Cyril 178

Cicerón

«La patria no nos dio el ser para que lo reclamemos entero para nosotros mismos. Parte de lo que somos pertenece a ella por derecho: nos dio las leyes, la lengua, las costumbres, los dioses tutelares y el suelo que sostiene nuestros pasos. Amar la patria no consiste en exaltarla con palabras huecas, sino en servirla con justicia, porque no hay amor más vil que aquel que se proclama mientras se traiciona el bien común».

Antonio Machado

«La patria no es el ayer fosilizado ni el mito de una edad de oro inexistente. Es el trabajo silencioso de cada día, la honradez mínima, el respeto al otro. Se pierde una patria cuando se confunde el amor con la consigna y el pensamiento con la traición».

Claudio Sánchez-Albornoz

«España ha sido muchas veces una nación fatigada de sí misma. Ha oscilado entre la exaltación y el desaliento, entre el orgullo desmedido y la autoflagelación estéril. El problema español no es la falta de virtudes, sino la incapacidad para organizarlas en un orden civil estable y duradero».

Ángel Ganivet

«España no fracasa por exceso de idealismo, sino por su forma inconstante de idealizar. Carece de perseverancia, de disciplina interior. Se entusiasma con facilidad y se abandona con la misma rapidez. El español quiere soluciones absolutas para problemas que exigen paciencia, continuidad y método».

Pío Baroja

«En España se admira poco al que trabaja con constancia y se tolera demasiado al charlatán. El problema español es una mezcla de improvisación, desorden y desprecio por el esfuerzo silencioso. Aquí se perdona todo menos la independencia de criterio»

Cyril 177

La claridad es la principal virtud del lenguaje. Si el discurso no es claro, entonces no cumple su función. Las palabras deben ser conocidas, propias y adecuadas; pues la oscuridad no nace de la profundidad, sino del desorden, señaló Aristóteles. La claridad no garantiza la verdad, pero la oscuridad casi siempre garantiza el error.

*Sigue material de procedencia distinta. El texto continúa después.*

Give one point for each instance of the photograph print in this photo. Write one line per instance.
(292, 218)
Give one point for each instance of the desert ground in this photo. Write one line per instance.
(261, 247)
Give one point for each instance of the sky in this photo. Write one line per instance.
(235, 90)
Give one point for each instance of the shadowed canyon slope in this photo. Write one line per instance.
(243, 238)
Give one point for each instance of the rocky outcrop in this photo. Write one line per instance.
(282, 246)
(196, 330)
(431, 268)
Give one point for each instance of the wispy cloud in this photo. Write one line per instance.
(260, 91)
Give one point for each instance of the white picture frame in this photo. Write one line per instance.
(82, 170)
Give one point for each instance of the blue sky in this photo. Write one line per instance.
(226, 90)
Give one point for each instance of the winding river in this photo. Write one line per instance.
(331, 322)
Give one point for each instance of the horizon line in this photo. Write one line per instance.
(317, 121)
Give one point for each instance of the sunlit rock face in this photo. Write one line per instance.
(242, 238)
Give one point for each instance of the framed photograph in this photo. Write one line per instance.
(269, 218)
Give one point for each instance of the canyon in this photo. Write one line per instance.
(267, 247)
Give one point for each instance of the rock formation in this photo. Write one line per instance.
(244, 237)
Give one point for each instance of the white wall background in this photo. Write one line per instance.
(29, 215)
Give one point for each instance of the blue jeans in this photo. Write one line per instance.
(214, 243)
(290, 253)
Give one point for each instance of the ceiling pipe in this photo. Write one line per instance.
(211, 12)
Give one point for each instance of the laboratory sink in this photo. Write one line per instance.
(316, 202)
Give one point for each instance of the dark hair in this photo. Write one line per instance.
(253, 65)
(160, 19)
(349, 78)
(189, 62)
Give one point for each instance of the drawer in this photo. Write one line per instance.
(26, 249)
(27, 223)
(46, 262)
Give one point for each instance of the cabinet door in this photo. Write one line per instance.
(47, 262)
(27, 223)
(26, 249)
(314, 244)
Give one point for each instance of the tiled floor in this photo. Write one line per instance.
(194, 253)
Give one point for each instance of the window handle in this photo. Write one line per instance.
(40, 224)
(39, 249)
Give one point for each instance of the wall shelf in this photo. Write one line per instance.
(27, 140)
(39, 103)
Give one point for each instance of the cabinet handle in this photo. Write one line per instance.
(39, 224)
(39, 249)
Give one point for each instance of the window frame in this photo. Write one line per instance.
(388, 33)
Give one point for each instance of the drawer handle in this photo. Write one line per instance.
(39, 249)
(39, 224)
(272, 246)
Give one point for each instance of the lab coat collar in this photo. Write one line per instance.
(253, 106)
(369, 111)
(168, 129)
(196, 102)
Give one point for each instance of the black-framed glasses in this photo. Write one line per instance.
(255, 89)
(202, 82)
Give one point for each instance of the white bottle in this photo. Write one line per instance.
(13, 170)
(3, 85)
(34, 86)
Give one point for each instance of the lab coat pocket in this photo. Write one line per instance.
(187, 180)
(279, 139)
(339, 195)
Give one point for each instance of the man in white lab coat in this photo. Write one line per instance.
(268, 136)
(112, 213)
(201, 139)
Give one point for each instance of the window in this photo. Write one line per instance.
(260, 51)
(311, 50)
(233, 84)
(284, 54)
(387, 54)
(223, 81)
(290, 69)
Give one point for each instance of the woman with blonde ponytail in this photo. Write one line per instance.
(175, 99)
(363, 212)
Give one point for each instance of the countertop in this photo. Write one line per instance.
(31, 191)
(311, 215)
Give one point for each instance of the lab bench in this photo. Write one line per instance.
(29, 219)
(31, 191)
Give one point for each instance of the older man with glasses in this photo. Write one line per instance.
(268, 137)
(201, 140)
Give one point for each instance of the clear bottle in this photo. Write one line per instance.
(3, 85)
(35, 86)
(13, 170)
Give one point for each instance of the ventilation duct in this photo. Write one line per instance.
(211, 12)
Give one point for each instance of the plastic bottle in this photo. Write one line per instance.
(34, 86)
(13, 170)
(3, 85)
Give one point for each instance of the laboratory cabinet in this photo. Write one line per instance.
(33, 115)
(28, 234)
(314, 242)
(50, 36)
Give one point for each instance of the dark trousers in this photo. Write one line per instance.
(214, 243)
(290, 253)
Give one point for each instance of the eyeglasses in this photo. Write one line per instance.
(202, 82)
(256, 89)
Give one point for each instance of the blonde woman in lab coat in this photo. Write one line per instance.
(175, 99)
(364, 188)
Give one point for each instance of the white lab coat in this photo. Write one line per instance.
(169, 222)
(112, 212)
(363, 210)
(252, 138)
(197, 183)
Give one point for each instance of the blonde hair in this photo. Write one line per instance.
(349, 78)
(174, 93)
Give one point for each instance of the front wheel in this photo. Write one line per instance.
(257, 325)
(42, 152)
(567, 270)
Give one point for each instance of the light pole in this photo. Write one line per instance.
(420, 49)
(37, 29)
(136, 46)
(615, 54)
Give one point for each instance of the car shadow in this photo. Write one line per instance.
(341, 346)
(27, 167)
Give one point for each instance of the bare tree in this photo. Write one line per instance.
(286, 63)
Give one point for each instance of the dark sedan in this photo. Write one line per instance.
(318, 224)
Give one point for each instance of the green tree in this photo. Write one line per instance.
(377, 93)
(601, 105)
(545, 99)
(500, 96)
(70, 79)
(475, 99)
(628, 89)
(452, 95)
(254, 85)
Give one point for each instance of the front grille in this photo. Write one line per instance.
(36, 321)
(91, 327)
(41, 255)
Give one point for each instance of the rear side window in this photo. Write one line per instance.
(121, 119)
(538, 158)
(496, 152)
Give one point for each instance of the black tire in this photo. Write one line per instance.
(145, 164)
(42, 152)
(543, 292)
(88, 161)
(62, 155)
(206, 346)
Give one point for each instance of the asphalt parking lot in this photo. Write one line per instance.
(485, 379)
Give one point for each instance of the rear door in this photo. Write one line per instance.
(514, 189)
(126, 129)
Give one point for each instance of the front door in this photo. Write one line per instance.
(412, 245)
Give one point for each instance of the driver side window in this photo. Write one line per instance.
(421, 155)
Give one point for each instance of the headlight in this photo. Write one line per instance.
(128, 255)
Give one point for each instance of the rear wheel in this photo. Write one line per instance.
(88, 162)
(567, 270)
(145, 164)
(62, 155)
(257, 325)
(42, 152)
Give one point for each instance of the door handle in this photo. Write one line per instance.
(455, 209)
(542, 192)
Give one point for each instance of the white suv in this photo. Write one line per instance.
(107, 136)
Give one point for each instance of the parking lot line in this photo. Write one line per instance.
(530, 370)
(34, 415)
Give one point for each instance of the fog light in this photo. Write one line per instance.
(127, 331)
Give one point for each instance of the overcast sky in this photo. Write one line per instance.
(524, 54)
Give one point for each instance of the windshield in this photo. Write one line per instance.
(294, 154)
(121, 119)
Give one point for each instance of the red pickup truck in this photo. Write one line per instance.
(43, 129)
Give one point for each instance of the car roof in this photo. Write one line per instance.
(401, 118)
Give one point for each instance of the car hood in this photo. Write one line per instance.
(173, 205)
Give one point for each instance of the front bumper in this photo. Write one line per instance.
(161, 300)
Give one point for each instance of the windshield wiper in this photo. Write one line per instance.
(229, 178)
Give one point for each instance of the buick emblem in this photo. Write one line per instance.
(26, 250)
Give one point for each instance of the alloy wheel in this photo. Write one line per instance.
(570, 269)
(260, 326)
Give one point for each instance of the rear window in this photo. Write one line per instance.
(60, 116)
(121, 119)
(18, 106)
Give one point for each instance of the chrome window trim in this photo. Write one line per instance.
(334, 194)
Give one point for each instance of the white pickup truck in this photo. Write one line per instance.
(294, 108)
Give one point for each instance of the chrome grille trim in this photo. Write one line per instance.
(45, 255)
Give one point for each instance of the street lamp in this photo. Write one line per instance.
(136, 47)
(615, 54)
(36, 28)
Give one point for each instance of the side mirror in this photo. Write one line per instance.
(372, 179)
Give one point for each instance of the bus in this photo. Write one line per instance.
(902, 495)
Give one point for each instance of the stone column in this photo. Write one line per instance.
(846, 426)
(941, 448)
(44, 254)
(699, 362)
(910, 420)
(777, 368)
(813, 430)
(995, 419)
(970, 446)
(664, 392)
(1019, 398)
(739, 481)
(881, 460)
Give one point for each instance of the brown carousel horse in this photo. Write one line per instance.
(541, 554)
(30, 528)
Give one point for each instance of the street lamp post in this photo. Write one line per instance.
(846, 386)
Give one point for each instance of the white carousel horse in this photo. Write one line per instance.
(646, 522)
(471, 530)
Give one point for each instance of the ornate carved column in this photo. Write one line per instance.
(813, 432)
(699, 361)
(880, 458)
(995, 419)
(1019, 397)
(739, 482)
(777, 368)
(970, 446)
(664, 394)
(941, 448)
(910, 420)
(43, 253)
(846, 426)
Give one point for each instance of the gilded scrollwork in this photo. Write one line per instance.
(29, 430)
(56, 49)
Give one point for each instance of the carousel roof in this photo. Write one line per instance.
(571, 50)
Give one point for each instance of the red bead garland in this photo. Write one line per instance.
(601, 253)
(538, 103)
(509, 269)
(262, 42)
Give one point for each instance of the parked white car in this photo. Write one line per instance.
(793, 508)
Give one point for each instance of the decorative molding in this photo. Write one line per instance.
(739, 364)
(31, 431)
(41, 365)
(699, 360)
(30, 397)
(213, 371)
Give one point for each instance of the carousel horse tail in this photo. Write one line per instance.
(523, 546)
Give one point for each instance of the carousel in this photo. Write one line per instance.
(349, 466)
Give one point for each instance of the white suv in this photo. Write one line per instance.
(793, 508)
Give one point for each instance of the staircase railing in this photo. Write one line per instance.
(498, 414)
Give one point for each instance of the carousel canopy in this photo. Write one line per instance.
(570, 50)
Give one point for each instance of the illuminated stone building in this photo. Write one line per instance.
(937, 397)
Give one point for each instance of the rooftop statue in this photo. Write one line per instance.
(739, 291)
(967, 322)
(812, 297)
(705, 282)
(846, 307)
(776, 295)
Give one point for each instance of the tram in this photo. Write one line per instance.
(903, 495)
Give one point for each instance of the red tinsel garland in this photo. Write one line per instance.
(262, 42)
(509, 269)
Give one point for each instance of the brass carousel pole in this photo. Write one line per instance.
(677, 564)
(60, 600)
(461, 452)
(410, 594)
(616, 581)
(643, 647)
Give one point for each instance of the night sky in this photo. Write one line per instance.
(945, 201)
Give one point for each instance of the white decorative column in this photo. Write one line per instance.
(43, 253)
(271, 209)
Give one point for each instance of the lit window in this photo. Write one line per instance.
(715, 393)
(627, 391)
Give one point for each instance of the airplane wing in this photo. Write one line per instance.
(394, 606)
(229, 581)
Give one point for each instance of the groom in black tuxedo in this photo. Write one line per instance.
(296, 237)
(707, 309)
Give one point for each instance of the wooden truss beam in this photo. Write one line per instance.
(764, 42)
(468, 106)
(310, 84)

En la elegancia literaria la belleza no oscurece el sentido ni el sentido destruye la belleza. La elegancia consiste en parecer inevitable. La elegancia es rigurosa, saltarina, pudorosa, sin pereza -costuras invisibles. La elegancia es autocontrol y honestidad.

Me gusta un yo no meramente caprichoso, sino algo argumentativo. Un yo «ondulant», que no decrete verdades absolutas. Un yo que se mueva como la música, y no únicamente como un silogismo. Un yo mitad ciencia, mitad arte. No me gusta la completa escasez de metáforas, la sintaxis al servicio exclusivo del argumento, el tono impersonal, el puro logos sin «pathos». Me gusta un yo no dueño enteramente de su casa.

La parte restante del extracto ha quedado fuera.